Rodriguez-Natal, et al.   Expires April 8, 2021                 [Page 1]


Internet-Draft            LISP-Multi-Tuple-EIDs             October 2020


   (https://trustee.ietf.org/license-info) in effect on the date of
   publication of this document.  Please review these documents
   carefully, as they describe your rights and restrictions with respect
   to this document.  Code Components extracted from this document must
   include Simplified BSD License text as described in Section 4.e of
   the Trust Legal Provisions and are provided without warranty as
   described in the Simplified BSD License.

Table of Contents

   1.  Introduction  . . . . . . . . . . . . . . . . . . . . . . . .   2
     1.1.  Requirements Language . . . . . . . . . . . . . . . . . .   2
   2.  Definition of terms . . . . . . . . . . . . . . . . . . . . .   3
   3.  Overview  . . . . . . . . . . . . . . . . . . . . . . . . . .   3
   4.  Protocol Operation with Extended-EIDs . . . . . . . . . . . .   4
     4.1.  LISP Tunnel Routers . . . . . . . . . . . . . . . . . . .   4
     4.2.  Mapping System  . . . . . . . . . . . . . . . . . . . . .   4
   5.  Extended-EIDs Encoding  . . . . . . . . . . . . . . . . . . .   5
     5.1.  5-Tuple . . . . . . . . . . . . . . . . . . . . . . . . .   5
   6.  Extended-EID Lookups  . . . . . . . . . . . . . . . . . . . .   5
     6.1.  5-Tuple (Coarse)  . . . . . . . . . . . . . . . . . . . .   5
     6.2.  5-Tuple (Exact) . . . . . . . . . . . . . . . . . . . . .   6
   7.  Mapping Databases for Extended-EIDs . . . . . . . . . . . . .   7
     7.1.  5-Tuple (Coarse)  . . . . . . . . . . . . . . . . . . . .   7
     7.2.  5-Tuple (Exact) . . . . . . . . . . . . . . . . . . . . .   7
   8.  A Note on Instance-ID . . . . . . . . . . . . . . . . . . . .   7
   9.  Acknowledgments . . . . . . . . . . . . . . . . . . . . . . .   7
   10. IANA Considerations . . . . . . . . . . . . . . . . . . . . .   7
   11. Security Considerations . . . . . . . . . . . . . . . . . . .   8
   12. Normative References  . . . . . . . . . . . . . . . . . . . .   8
   Authors' Addresses  . . . . . . . . . . . . . . . . . . . . . . .   8

1.  Introduction

   This document describes how LISP handles lookups based on Extended-
   EIDs, i.e. tuples of n elements.  Particularly it describes how the
   Tunnel Routers and the Mapping System operate when Extended-EIDs are
   in place, the different types of Extended-EIDs defined so far, how
   the lookup is performed for each Extended-EID type and which mapping
   databases are recommended to use depending on the kind of Extended-
   EIDs used.

1.1.  Requirements Language

   The key words "MUST", "MUST NOT", "REQUIRED", "SHALL", "SHALL NOT",
   "SHOULD", "SHOULD NOT", "RECOMMENDED", "MAY", and "OPTIONAL" in this
   document are to be interpreted as described in RFC 2119 [RFC2119].

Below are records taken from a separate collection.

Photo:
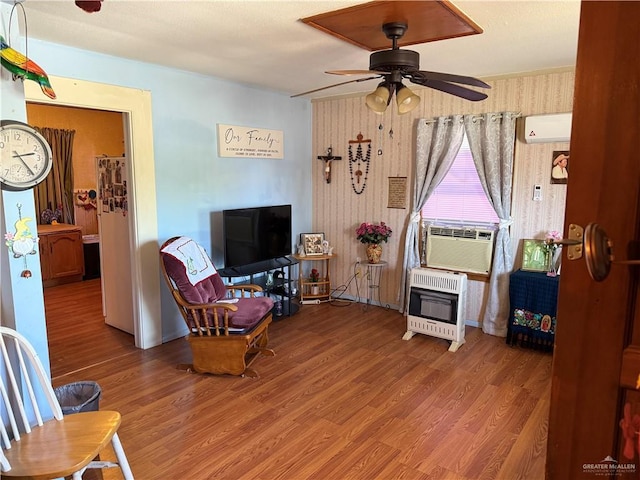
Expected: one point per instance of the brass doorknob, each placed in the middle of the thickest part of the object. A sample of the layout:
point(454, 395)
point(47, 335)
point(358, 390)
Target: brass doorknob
point(597, 248)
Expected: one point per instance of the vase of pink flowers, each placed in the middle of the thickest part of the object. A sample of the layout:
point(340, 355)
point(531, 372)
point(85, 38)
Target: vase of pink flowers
point(373, 235)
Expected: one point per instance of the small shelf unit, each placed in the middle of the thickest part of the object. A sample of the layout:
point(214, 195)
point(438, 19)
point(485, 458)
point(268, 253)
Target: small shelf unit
point(319, 290)
point(264, 274)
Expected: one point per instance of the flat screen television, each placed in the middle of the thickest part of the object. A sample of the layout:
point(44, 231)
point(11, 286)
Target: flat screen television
point(253, 235)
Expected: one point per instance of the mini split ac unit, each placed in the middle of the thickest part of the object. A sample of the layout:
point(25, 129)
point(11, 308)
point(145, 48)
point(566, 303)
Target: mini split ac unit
point(547, 128)
point(462, 249)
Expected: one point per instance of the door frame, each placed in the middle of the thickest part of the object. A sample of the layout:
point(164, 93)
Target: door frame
point(135, 104)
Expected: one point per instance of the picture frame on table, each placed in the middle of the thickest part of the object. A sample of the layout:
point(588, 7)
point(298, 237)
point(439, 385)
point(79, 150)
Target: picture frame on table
point(534, 256)
point(312, 243)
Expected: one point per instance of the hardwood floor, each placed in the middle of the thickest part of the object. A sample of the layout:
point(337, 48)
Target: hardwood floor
point(78, 336)
point(344, 398)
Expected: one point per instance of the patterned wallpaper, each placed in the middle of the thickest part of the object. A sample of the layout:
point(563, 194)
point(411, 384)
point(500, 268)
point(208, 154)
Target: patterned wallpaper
point(338, 210)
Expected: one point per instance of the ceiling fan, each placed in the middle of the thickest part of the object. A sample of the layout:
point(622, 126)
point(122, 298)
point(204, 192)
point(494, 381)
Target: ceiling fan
point(396, 64)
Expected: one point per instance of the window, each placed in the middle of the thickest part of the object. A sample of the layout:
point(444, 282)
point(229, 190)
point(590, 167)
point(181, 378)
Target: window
point(460, 197)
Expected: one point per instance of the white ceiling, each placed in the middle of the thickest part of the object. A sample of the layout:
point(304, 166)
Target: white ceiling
point(263, 43)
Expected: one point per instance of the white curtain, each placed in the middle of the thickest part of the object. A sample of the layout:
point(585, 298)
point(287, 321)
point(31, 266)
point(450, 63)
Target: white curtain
point(437, 144)
point(491, 140)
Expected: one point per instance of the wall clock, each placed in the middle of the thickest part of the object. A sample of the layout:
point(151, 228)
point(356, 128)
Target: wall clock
point(25, 156)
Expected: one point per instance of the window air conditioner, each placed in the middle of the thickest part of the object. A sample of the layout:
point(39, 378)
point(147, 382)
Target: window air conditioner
point(547, 128)
point(464, 249)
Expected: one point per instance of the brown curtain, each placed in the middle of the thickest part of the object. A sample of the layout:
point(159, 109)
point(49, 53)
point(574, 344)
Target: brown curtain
point(57, 189)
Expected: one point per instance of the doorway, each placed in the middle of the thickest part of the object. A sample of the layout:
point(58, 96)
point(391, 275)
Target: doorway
point(107, 300)
point(144, 249)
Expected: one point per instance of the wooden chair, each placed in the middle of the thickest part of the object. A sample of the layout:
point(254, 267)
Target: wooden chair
point(37, 441)
point(228, 324)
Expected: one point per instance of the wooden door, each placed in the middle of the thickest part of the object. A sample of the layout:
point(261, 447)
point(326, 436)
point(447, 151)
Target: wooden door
point(598, 322)
point(115, 243)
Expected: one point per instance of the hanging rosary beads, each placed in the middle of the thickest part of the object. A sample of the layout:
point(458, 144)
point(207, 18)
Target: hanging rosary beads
point(359, 159)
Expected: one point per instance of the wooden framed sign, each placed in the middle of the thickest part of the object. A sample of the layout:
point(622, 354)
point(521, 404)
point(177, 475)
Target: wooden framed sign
point(249, 142)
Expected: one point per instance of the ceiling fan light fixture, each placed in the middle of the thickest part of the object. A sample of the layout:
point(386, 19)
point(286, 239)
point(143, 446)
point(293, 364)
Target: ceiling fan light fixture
point(406, 99)
point(378, 100)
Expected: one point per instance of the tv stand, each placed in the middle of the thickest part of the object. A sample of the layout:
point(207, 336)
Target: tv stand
point(260, 274)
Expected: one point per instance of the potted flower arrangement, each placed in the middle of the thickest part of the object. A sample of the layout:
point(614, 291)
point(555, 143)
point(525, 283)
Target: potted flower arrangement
point(314, 276)
point(373, 235)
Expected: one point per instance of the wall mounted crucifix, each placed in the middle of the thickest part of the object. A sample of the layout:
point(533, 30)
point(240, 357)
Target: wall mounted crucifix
point(328, 158)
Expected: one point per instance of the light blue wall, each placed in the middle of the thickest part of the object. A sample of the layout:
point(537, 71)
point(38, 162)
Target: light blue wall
point(192, 183)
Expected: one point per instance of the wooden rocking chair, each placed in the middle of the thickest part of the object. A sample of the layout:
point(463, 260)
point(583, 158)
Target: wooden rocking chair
point(228, 325)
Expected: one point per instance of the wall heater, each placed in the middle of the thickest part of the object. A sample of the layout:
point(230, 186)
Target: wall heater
point(437, 305)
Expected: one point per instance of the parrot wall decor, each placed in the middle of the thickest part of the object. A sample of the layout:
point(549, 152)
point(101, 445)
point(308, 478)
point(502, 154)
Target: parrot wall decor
point(21, 67)
point(22, 242)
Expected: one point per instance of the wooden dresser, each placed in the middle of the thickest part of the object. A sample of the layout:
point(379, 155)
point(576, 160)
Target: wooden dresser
point(61, 254)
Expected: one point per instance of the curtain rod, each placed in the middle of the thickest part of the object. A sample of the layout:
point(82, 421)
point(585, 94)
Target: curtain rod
point(478, 117)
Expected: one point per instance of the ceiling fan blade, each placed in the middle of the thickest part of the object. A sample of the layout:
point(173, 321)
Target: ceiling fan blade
point(449, 77)
point(451, 88)
point(351, 72)
point(335, 85)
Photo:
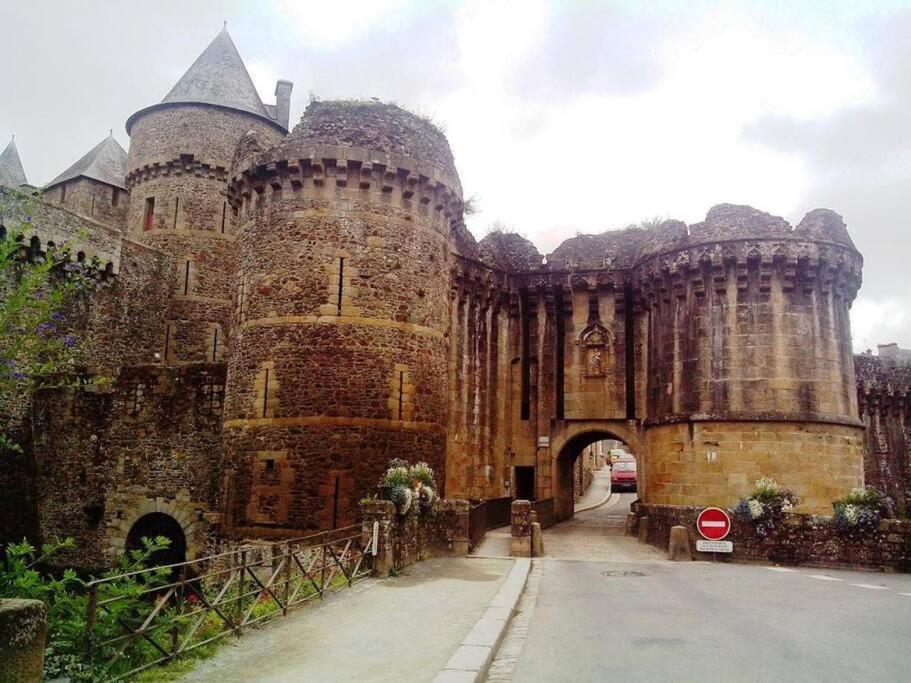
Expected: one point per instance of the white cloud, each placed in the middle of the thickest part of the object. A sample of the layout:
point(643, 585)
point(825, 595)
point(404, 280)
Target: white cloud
point(879, 321)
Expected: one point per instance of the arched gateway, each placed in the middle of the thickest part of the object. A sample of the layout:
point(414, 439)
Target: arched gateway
point(566, 458)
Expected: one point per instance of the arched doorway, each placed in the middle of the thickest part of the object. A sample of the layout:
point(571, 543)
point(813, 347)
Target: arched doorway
point(569, 453)
point(156, 524)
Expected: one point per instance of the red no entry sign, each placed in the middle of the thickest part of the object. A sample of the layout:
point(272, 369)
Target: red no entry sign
point(713, 523)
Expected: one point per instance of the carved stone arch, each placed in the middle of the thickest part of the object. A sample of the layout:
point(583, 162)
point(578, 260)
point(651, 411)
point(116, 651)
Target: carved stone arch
point(595, 343)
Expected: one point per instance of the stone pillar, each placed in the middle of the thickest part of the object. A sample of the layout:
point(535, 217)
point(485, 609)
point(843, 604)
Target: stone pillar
point(537, 540)
point(521, 519)
point(383, 513)
point(451, 534)
point(23, 629)
point(678, 547)
point(643, 529)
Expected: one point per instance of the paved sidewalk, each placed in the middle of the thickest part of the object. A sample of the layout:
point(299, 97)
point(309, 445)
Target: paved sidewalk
point(496, 541)
point(598, 534)
point(399, 629)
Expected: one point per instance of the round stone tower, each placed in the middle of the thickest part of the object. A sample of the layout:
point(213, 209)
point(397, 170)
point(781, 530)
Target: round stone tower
point(749, 367)
point(177, 168)
point(339, 359)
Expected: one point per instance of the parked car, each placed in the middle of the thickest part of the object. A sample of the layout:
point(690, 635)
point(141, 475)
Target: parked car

Rodriguez-Natal, et al.   Expires April 8, 2021                 [Page 2]


Internet-Draft            LISP-Multi-Tuple-EIDs             October 2020


2.  Definition of terms

   o  n-tuple: The term n-tuple is used in this document to describe the
      set of n elements present in a data packet (e.g.  IP address,
      port, protocol) that can be used to identify unequivocally a
      packet or a set of packets.

   o  5-tuple: The term 5-tuple is used in this document to describe the
      set comprised by 5 elements, being these the source IP address,
      the destination IP address, the level 4 protocol number, the level
      4 protocol source port and the level 4 protocol destination port
      of a data packet.

   o  Extended-EID: This document uses the term Extended-EID to refer to
      any n-tuple (including a 5-tuple) used in a EID role.  See as well
      [RFC8111]

   o  Flow: The term flow is used in this document to refer to the
      sequence of packets identified by the same n-tuple.

   o  MT-[xTR, RTR, MS, MR]: A LISP [xTR, RTR, MS, MR] that supports the
      enhanced operation for Multi-Tuple Extended-EIDs described in this
      document.

   o  MT-TR: A LISP tunnel router (e.g. xTR, RTR) that supports the
      enhanced operation for Multi-Tuple Extended-EIDs described in this
      document, e.g.  MT-xTR, MT-RTR.

   The rest of the terms are defined in their respective documents.  See
   the LISP specification [I-D.ietf-lisp-rfc6833bis] for most of the
   definitions, [RFC8060] for LCAF and [I-D.ietf-lisp-te] for RTR.

3.  Overview

   This document describes extensions for LISP to support Multi-Tuple
   Extended-EIDs.  Protocol operation follows the specification defined
   on [I-D.ietf-lisp-rfc6833bis] except for the following.  Besides of
   IP mappings, a Mapping System can store Extended-EID mappings.  Being
   Extended-EID a n-tuple identifying a flow.  LISP routers perform
   look-ups based on these Extended-EIDs, instead of on destination IPs.
   Apart from using n-tuples instead of IPs, retrieving information from
   the Mapping System follows LISP standard mechanisms (i.e.  Map-
   Request, Map-Reply).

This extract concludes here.